The proposed types are memory unsafe, so they must have the word "unsafe" somewhere in them. They are also pointers, so I think using the word "Pointer" is appropriate. The word "Mutable" is less necessary (since there is no other option), but it is nice to be consistent with existing unsafe pointer naming, which uses it.

AtomicHandle for me invokes a sense of memory safety, which is not there. UnsafeAtomicHandle would be better, but it is somewhat obscuring the pointer nature -- "handle" is something quite abstract and often memory safe (think file handle, Windows kernel object handle etc.)

Both SGTM.

Could we use just one conformance somehow?

extension Optional: PrimitiveAtomic where Wrapped: PrimitiveAtomic {}

(and then, if necessary, use a trick similar to _customIndexOfEquatableElement in the standard library, for example, define _customLoadOptionalValue which would be implemented for UnsafePointer but not implemented for Int.)

1 Like

Hello Chris!

I think there is a strong and reasonable argument to be made that nothing about this API is really suitable for beginners. Optimizing for predictability seems like a higher priority than progressive disclosure of complexity.

With all due respect, I would argue that, equivalently, a language with a static type system is also not really suitable for beginners in programming. Does this mean beginners in programming should not start learning programming with Swift? As far as I have seen until now, Swift has been welcoming to beginners and when atomics are added to the standard library I'm fairly certain users with no prior experience in atomics will use them to implement counters, flags and other simple algorithms. Some of these people will get fascinated by them and will continue on their journey and learn more about the intricacies of memory orderings, cache line invalidation, etc. Should the rest have to figure out all these things before they ever implement a counter? [1]
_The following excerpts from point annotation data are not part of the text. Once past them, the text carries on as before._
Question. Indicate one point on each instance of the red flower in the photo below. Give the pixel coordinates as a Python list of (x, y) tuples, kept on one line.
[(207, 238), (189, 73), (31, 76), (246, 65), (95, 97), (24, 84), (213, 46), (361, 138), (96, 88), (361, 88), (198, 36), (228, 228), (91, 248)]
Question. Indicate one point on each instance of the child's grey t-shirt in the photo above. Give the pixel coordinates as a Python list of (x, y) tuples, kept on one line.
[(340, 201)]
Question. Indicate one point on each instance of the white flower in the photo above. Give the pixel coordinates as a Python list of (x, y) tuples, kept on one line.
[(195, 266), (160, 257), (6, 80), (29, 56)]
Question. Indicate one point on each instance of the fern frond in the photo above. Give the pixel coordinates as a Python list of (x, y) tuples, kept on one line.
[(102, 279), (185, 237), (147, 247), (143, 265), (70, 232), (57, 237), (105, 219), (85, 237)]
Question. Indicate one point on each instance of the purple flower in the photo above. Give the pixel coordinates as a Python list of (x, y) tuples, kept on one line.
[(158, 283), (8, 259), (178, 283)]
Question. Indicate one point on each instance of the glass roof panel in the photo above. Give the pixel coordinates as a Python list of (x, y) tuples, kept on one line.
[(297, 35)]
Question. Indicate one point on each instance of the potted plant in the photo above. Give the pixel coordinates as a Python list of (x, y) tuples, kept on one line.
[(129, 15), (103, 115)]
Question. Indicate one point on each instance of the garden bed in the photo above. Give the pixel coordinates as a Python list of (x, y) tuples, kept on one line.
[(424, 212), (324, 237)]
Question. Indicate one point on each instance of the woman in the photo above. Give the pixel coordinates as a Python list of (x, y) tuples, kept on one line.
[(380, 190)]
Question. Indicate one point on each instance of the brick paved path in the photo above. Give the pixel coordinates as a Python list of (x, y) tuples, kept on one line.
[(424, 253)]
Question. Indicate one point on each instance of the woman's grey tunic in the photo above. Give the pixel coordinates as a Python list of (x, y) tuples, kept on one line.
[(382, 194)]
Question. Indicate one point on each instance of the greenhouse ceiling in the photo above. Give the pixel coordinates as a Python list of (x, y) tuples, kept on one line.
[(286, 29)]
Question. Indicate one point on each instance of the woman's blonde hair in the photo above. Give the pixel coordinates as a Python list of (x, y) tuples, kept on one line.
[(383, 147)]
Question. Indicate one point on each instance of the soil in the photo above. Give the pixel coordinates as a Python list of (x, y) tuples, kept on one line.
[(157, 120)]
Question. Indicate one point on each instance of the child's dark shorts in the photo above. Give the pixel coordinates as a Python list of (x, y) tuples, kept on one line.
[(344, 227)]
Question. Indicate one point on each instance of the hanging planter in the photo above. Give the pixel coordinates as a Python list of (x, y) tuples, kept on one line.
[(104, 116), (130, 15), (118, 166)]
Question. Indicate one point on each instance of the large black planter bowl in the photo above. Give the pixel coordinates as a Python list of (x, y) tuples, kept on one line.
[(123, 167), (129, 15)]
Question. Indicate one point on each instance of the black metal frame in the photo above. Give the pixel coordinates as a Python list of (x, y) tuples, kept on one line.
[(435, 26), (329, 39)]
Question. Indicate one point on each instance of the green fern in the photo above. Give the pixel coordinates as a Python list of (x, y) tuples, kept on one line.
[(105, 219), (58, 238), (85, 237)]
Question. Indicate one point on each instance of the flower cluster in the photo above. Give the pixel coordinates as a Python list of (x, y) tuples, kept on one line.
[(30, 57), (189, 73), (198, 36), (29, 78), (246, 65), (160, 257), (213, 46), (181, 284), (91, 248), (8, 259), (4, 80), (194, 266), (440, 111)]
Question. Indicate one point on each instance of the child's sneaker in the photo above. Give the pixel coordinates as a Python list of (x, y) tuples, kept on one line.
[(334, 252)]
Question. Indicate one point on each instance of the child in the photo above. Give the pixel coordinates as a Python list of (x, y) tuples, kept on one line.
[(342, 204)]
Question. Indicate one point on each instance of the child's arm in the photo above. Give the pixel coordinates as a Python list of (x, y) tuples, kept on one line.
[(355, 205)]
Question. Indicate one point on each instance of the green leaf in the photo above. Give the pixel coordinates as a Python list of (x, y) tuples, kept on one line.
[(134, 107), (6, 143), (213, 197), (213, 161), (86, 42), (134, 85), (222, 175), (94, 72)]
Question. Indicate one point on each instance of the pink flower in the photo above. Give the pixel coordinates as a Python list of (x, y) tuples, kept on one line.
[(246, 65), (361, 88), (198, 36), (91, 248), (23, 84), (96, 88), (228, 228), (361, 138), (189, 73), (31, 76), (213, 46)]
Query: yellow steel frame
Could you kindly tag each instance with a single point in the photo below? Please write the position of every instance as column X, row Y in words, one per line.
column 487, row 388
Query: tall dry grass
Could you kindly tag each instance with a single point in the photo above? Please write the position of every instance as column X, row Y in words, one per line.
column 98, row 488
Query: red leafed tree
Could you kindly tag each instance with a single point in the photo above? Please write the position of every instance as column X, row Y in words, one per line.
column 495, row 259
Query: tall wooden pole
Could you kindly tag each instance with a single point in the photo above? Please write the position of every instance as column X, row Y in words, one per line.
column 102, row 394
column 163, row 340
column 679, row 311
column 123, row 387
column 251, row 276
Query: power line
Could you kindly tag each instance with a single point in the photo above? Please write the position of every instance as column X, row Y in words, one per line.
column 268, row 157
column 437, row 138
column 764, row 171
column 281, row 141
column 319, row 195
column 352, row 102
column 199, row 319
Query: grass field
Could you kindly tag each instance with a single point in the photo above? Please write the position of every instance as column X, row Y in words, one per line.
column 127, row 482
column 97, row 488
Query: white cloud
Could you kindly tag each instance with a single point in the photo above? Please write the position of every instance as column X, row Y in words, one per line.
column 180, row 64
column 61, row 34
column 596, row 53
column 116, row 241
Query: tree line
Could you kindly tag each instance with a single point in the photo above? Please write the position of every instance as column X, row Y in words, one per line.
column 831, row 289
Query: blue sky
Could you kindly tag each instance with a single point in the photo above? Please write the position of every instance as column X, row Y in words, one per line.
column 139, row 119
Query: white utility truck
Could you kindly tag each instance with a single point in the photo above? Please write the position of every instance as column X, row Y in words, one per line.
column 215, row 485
My argument is that, as I understand it, sequentially consistent ordering offers the strongest guarantees, relieving the user from the burden of having to reason about a bunch of things that in my opinion sit one level lower than most people will care about. The end result is that the final implementation will be correct by default (assumming the algorithm itself is implemented correctly in the first place), and that at worst it will perform slightly worse than an implementation with manually specified orderings. In that regard, and I may be wrong, I consider memory orderings as a tool for optimising an algorithm.

That said, I'm also okay with not having a default if people end up agreeing against -- like it was mentioned upthread, this can simply be added in an extension as needed.

[1]: granted, you might argue that a relaxed memory ordering typically offers enough guarantees for a counter, but a user would still have to figure this out for themselves, if they cared enough, but a default seqcst ordering would still be correct.

AFAIU, any memory ordering can be replaced with seqcst and the algorithm will still be sound. Therefore, I do not consider worrying that a seqcst load or store happens to slip through during review -- this by itself is not an issue, the code will still behave correctly and it will at worst perform slightly worse.

What is an issue however, is people not having a complete understanding of memory visibility (and there is unfortunately no "I know just enough of this") or having a false security they know what they're doing and spraying acquire and release here and there -- this leads to code that crashes at runtime, or worse.

Edit: Ugh, re-reading my post I think I need to clarify that I don't mean to suggest you or your peers don't understand atomics or have a false sense of security :) All I'm saying is that I believe the bar before dabbling with orderings is quite high and can discourage most people from using atomics, or worse, use them incorrectly.

storeOnce doesn’t sound like a function that may have no effect. storeIfNil happens to be the name I picked for this functionality a couple years ago, so I agree with it.

2 Likes

Specifically because class initializers could not replace self -- otherwise ManagedBuffer.create would have been an initializer.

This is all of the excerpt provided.